En quelques minutes à peine, le 8 mai 1902, la montagne Pelée (un volcan de type explosif) déversa son courroux sur Saint-Pierre, la perle des Antilles (Martinique). Cette éruption volcanique, la plus meurtrière du XXe siècle en France, figea dans le temps une ville entière, emportant avec elle près de 30 000 âmes. Une catastrophe naturelle dont l’ampleur fut décuplée par l’aveuglement total des autorités.
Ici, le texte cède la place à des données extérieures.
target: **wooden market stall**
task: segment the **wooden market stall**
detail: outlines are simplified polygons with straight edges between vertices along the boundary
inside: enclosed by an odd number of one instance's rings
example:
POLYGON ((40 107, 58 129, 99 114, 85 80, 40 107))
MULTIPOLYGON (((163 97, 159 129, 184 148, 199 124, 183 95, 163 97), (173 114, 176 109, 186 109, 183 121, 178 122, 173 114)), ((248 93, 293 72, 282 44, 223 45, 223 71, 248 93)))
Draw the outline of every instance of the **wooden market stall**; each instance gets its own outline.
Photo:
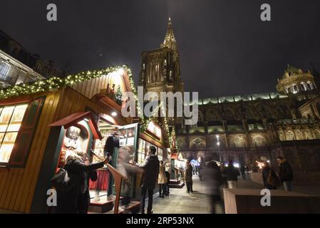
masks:
POLYGON ((131 90, 130 76, 126 66, 109 68, 1 91, 1 209, 46 212, 46 191, 66 158, 62 148, 68 130, 74 128, 70 135, 83 130, 77 136, 80 144, 73 147, 88 152, 102 138, 100 120, 114 125, 131 123, 132 118, 122 116, 115 99, 116 92, 131 90), (70 121, 50 126, 66 118, 70 121))

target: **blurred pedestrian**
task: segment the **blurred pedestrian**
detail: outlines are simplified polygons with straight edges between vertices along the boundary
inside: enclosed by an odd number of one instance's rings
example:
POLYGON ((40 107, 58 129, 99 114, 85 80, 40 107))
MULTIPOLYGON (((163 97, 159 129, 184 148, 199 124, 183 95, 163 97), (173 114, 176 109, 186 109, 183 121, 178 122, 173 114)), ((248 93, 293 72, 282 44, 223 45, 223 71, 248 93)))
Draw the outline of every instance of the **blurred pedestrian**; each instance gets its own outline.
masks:
POLYGON ((169 195, 170 194, 170 188, 169 188, 169 183, 170 181, 170 177, 171 177, 171 164, 166 163, 165 165, 165 177, 167 179, 167 182, 165 184, 165 195, 169 195))
POLYGON ((264 187, 267 190, 277 190, 277 187, 280 185, 280 182, 277 174, 267 162, 264 162, 262 180, 264 187))
POLYGON ((186 162, 185 170, 185 182, 187 185, 187 193, 193 192, 192 190, 192 166, 190 161, 186 162))
POLYGON ((165 177, 165 165, 163 161, 160 162, 159 176, 158 177, 158 183, 159 184, 159 197, 160 198, 165 197, 165 185, 167 183, 167 178, 165 177))
POLYGON ((279 166, 279 175, 281 181, 284 184, 284 190, 290 192, 292 189, 292 180, 294 179, 294 172, 292 168, 283 157, 278 157, 277 158, 279 166))
POLYGON ((243 165, 241 165, 240 172, 242 177, 242 180, 246 180, 246 169, 243 165))
POLYGON ((240 175, 239 170, 233 165, 233 161, 229 160, 228 167, 225 169, 225 174, 228 180, 229 188, 234 189, 238 187, 238 176, 240 175))
POLYGON ((140 212, 145 214, 145 196, 148 192, 148 209, 147 214, 152 214, 153 202, 153 190, 159 175, 160 162, 158 156, 155 155, 157 149, 151 145, 149 147, 149 155, 145 157, 143 165, 140 165, 143 169, 143 175, 141 181, 141 200, 140 212))
MULTIPOLYGON (((80 214, 88 212, 90 203, 88 174, 101 168, 109 160, 87 165, 83 157, 74 152, 68 156, 63 169, 68 172, 72 187, 67 192, 57 191, 57 212, 58 214, 80 214)), ((79 152, 79 153, 83 153, 79 152)), ((87 162, 88 163, 88 162, 87 162)))
POLYGON ((219 166, 215 161, 207 164, 204 171, 205 183, 210 196, 212 214, 215 213, 215 205, 221 200, 220 187, 222 182, 222 176, 219 166))
POLYGON ((133 154, 131 148, 124 146, 119 148, 118 156, 118 163, 115 168, 129 181, 123 182, 123 190, 121 195, 123 197, 122 206, 125 212, 130 212, 128 210, 128 205, 131 201, 131 185, 130 181, 133 175, 138 172, 139 168, 133 165, 133 154))

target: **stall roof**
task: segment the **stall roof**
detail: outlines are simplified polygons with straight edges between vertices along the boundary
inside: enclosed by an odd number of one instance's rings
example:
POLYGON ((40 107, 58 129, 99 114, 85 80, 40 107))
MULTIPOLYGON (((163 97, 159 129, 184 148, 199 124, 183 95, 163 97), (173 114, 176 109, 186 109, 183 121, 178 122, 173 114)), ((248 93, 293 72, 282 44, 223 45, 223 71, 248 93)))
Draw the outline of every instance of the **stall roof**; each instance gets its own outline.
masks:
POLYGON ((96 123, 93 115, 91 112, 83 112, 71 114, 48 125, 48 127, 63 126, 64 128, 67 129, 77 124, 79 121, 83 120, 85 118, 88 118, 89 120, 89 127, 93 134, 93 138, 95 139, 102 139, 103 137, 98 128, 98 125, 96 123))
Pourtant, les signes annonciateurs s’accumulaient depuis des mois, ignorés par une administration plus préoccupée par les échéances électorales que par la menace grondante.

Montagne Pelée
La Montagne Pelée est haute de 1 397 m, ce qui en fait le point culminant de la Martinique. © Capture d’écran / Google Earth

Les prémices d’une apocalypse tropicale

Dès 1889, la montagne Pelée manifestait déjà une inquiétante activité. Des fumerolles s’échappaient de son cratère, des émanations de gaz et de vapeur d’eau, témoignant de l’activité du système hydrothermal du volcan, c’est-à-dire de la circulation de fluides chauds à l’intérieur de la montagne. Ces messages ont été ignorés, à tort.
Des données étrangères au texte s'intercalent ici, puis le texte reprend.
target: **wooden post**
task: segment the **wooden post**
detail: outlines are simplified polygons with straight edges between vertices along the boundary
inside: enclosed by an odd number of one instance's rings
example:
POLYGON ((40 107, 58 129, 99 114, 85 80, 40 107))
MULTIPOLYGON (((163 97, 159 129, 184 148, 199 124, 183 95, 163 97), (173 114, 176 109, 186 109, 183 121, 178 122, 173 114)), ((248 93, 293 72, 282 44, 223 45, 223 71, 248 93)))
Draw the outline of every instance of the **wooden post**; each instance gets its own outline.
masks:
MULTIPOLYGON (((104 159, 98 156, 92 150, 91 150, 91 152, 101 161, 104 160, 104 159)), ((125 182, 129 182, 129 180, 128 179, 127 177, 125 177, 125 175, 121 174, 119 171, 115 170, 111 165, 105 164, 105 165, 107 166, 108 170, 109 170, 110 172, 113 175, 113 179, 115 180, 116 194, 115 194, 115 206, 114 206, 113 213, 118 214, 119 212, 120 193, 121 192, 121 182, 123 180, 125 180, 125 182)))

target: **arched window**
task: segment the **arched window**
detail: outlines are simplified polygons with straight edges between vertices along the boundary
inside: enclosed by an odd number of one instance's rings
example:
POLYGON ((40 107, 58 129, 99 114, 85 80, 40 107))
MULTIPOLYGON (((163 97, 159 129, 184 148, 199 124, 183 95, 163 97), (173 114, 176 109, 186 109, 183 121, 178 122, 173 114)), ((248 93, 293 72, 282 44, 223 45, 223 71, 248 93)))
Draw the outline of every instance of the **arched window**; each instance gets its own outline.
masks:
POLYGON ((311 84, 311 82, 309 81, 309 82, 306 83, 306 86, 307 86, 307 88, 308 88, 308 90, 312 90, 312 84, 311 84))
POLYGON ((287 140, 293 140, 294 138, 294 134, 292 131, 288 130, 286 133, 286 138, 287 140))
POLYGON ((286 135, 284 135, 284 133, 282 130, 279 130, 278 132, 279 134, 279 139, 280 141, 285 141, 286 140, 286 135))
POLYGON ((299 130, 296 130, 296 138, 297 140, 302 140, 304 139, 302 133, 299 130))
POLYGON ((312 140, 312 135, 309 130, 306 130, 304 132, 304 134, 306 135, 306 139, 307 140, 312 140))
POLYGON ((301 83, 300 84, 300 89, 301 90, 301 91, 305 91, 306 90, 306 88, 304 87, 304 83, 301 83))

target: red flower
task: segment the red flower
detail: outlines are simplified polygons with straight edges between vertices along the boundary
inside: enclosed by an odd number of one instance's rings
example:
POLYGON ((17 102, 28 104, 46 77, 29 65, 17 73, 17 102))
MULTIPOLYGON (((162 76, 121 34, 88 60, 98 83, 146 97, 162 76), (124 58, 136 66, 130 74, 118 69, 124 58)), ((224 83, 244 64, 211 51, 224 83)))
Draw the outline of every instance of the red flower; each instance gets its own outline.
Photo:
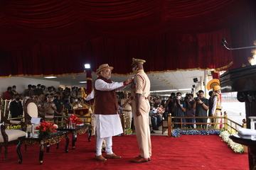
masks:
POLYGON ((69 117, 68 118, 68 120, 66 120, 66 123, 69 123, 70 121, 70 119, 72 120, 72 123, 75 123, 75 125, 77 124, 81 124, 82 123, 82 120, 80 120, 80 118, 78 118, 78 116, 75 115, 74 114, 72 114, 70 117, 69 117))
POLYGON ((45 122, 43 120, 40 125, 36 127, 36 129, 39 130, 40 132, 57 132, 55 129, 56 128, 54 126, 54 123, 45 122))

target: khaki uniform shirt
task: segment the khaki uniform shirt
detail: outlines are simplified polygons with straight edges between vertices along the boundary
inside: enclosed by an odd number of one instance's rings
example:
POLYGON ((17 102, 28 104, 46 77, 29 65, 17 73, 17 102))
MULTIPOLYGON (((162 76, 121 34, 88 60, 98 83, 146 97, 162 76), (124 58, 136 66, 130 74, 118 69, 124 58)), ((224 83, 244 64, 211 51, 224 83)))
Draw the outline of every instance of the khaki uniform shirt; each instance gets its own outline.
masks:
MULTIPOLYGON (((129 101, 129 99, 125 99, 125 98, 123 98, 121 100, 121 106, 122 106, 123 104, 124 104, 125 103, 127 103, 129 101)), ((125 107, 122 108, 123 108, 123 110, 125 111, 125 110, 129 110, 131 111, 132 110, 132 105, 130 103, 127 103, 125 107)))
Au début de l’année 1902, l’air se chargea d’effluves sulfureux, aux odeurs atroces d’œuf pourri, tandis que les premières pluies de cendres saupoudraient Saint-Pierre, prélude à la catastrophe imminente. Le gouverneur Louis Mouttet, arc-bouté sur ses certitudes politiques, refusa obstinément l’évacuation de la ville et le départ des navires amarrés dans la rade, sacrifiant la sécurité publique sur l’autel des élections législatives prévues le 11 mai.

Soucieux de ne pas perturber le déroulement du scrutin et de ne pas donner l’impression de céder à la panique, il a minimisé les risques et a préféré maintenir l’ordre et le calme en apparence. Bien mal lui en a pris.

La fureur des entrailles terrestres

À 7 h 52 de ce matin fatidique du 8 mai, la montagne libéra sa puissance destructrice. Le vulcanologue Haroun Tazieff décrit avec précision la violence du phénomène : « Les victimes ont d’abord été asphyxiées par l’eau de compression froide. L’atmosphère était comprimée par la vitesse de propagation qui était de plusieurs centaines de kilomètres à l’heure de la nuée. Ils ont été soit anéantis, soit asphyxiés, assommés et immédiatement brûlés parce que les gaz, même à 6 km de distance, étaient encore assez chauds pour fondre des bouteilles de verre, à plus de 600 °C de température ».

Une nuée ardente, équivalente à une gigantesque avalanche de gaz et de particules incandescentes, dévala les pentes à plus de 500 km/h. L’onde de choc supersonique (450 m/s) précéda une émulsion mortelle atteignant les 1000° C, créant un panache noir au-dessus de la Montagne Pelée à plus de 4 km d’altitude.

En moins de deux minutes, la ville fut engloutie sous un déluge pyroclastique couvrant 40 km². Les 30 000 victimes périrent de multiples façons : onde de choc, inhalation de gaz brûlants, brûlures profondes, impacts de projectiles volcaniques. Saint-Pierre, fut totalement dévastée et sa population entièrement emportée ; seuls trois survivants furent recensés.

Un récit terrifiant, que nous ne devons pas oublier ; cette catastrophe demeure, encore à ce jour, la plus meurtrière de l’histoire de France moderne et l’éruption la plus dévastatrice depuis celle du Krakatoa (Indonésie) en 1883. Aujourd’hui, elle est considérée comme une référence dans l’étude des volcans et fut la toute première éruption à avoir été passé à la loupe par les plus grands scientifiques de l’époque.

  • L’éruption de la montagne Pelée a détruit Saint-Pierre en moins de deux minutes, causant la mort de près de 30 000 personnes.
  • Malgré des signes avant-coureurs évidents, les autorités ont refusé d’évacuer la ville pour ne pas perturber les élections à venir.
  • Cette catastrophe reste la plus meurtrière de l’histoire de France moderne et un cas d’étude majeur en volcanologie.